数日后,王更地又与权学力相会于酒馆,当权学力知道王更地因害怕而未动手时,又进行了一番开导鼓励:“常言道,撑死胆大的,饿死胆小的,舍不了孩子打不着狼,冒一次险可保证一辈子的清福……”王更地终于下定了决心,他要孤注一掷,以自己的人头押上这个生死赌注。

1987年元宵节后的第5天,王更地在临潼县城西边的一个商店里买了一把中号螺丝刀。晚饭后,租一辆三轮车到县旅游局门口下车,步行向秦俑馆赶去。

天越来越黑,纷纷扬扬的大雪覆盖了整个大地。王更地顶着风雪,带着辉煌的金钱梦,于次日零时左右到达秦俑博物馆墙外。他倚着墙根稍作歇息后,来到秦俑馆的门前悄悄向里窥探,见无异常动静,便开始了进一步行动。

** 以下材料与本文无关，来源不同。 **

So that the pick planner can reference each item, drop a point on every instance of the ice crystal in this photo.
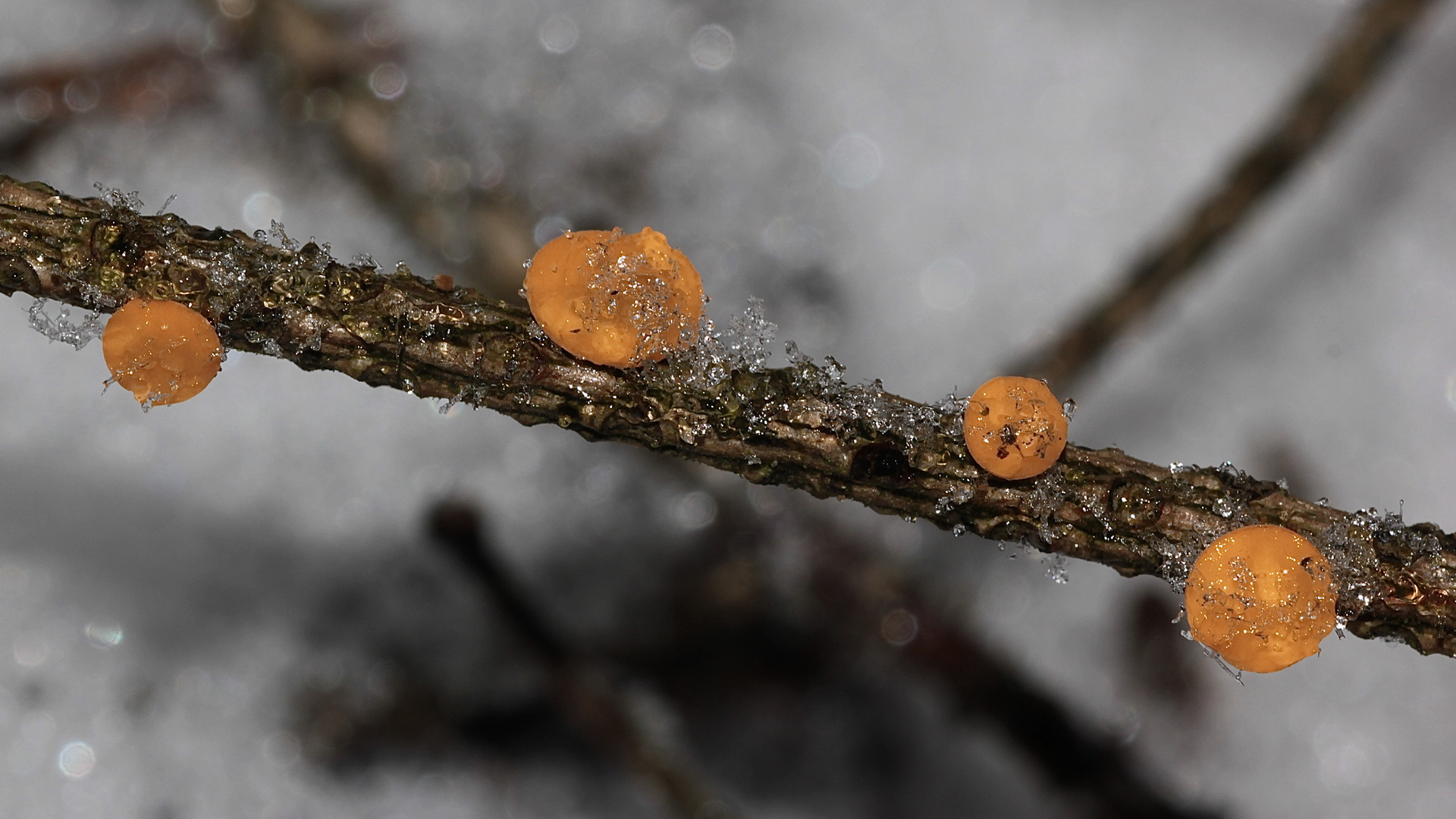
(280, 238)
(748, 337)
(61, 328)
(121, 200)
(952, 499)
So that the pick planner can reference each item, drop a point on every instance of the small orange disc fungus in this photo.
(1015, 428)
(615, 299)
(162, 352)
(1261, 596)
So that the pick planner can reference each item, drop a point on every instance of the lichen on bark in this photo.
(800, 426)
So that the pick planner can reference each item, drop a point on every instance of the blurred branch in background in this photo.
(343, 72)
(862, 601)
(801, 426)
(146, 83)
(1351, 64)
(584, 689)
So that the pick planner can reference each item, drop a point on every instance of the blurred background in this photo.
(237, 607)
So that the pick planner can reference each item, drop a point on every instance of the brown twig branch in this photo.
(800, 426)
(332, 80)
(146, 82)
(1347, 71)
(582, 689)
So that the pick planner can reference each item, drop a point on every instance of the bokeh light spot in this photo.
(76, 760)
(711, 49)
(854, 161)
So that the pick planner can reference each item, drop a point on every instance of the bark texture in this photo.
(800, 426)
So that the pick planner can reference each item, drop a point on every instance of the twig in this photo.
(1348, 69)
(856, 598)
(147, 80)
(801, 426)
(488, 232)
(582, 689)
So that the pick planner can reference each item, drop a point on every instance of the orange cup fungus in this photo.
(615, 299)
(1015, 428)
(162, 352)
(1261, 596)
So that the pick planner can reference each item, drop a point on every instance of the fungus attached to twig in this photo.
(615, 299)
(162, 352)
(1261, 596)
(1015, 428)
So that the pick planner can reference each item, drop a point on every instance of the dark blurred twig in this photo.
(147, 82)
(800, 426)
(1350, 66)
(356, 89)
(582, 689)
(862, 598)
(983, 686)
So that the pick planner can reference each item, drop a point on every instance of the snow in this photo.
(843, 161)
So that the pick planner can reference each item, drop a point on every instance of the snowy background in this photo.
(922, 188)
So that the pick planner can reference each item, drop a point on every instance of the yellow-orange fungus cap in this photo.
(162, 352)
(1261, 596)
(1015, 428)
(617, 299)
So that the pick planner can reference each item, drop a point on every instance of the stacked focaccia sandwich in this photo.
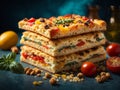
(62, 43)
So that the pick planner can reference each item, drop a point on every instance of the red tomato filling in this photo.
(81, 43)
(34, 57)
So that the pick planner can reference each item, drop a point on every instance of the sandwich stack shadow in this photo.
(62, 43)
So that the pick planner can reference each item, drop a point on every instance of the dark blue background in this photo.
(11, 11)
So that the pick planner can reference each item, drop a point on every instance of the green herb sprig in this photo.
(8, 63)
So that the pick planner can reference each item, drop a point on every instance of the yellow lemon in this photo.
(8, 39)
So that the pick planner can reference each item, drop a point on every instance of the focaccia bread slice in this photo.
(62, 26)
(57, 64)
(63, 46)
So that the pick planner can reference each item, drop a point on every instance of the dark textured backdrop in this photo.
(11, 11)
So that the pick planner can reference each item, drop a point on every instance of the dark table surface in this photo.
(12, 81)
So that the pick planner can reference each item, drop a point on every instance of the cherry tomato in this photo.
(81, 43)
(54, 31)
(113, 64)
(31, 20)
(88, 68)
(113, 49)
(25, 55)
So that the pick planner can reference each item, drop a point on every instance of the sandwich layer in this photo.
(63, 46)
(62, 26)
(57, 64)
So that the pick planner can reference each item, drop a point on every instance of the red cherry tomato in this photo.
(88, 69)
(81, 43)
(113, 49)
(113, 64)
(31, 20)
(25, 55)
(54, 31)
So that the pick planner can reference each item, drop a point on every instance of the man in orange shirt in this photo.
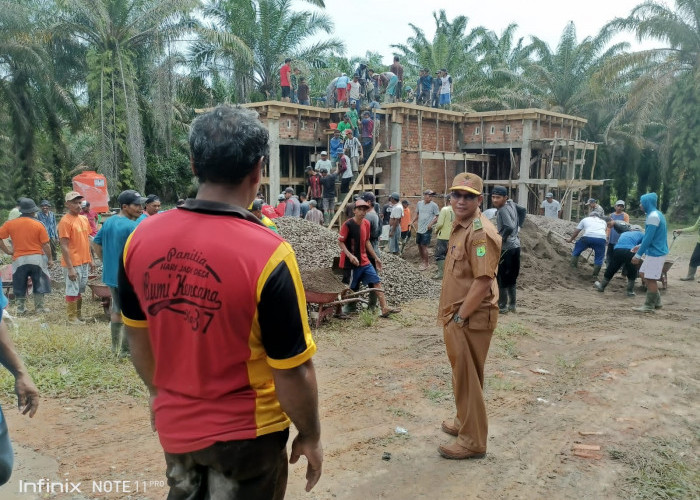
(30, 243)
(76, 259)
(405, 224)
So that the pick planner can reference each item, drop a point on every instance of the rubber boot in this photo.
(691, 273)
(649, 304)
(502, 300)
(39, 303)
(21, 306)
(72, 310)
(441, 268)
(116, 330)
(372, 301)
(511, 298)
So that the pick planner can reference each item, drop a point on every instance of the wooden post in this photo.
(348, 196)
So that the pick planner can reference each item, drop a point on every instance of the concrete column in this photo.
(525, 154)
(273, 127)
(396, 133)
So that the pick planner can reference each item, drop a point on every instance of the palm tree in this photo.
(122, 38)
(561, 80)
(665, 89)
(248, 40)
(451, 48)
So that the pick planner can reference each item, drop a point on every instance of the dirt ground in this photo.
(572, 367)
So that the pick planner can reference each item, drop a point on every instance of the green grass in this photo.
(71, 361)
(663, 468)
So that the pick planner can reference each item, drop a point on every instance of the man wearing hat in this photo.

这是案发当日秦俑馆摄影师杨异同拍摄的馆外雪景(杨异同提供)

此时,天上的大雪夹带着细雨仍飘洒不止,四周漆黑一片,只有秦俑馆里亮着星星点点的灯光。大门上了锁,门房黑着灯。王更地转到右边,从北墙下绕过去。到了西北角,是一道三角墙。墙上有洞,他一抬脚,踩着洞口就上了墙。那墙原有二米高,因为墙外堆着土,只剩下不到七十公分,因而不费吹灰之力,向下一溜,便双脚着地,进了秦俑馆。这个动作,比白天买票进馆还方便得多。王更地从兵马俑坑的墙北边马路树下走过去,看见一道铁门,门旁边挂着牌子。有门但没有关闭,一迈脚便走了进去。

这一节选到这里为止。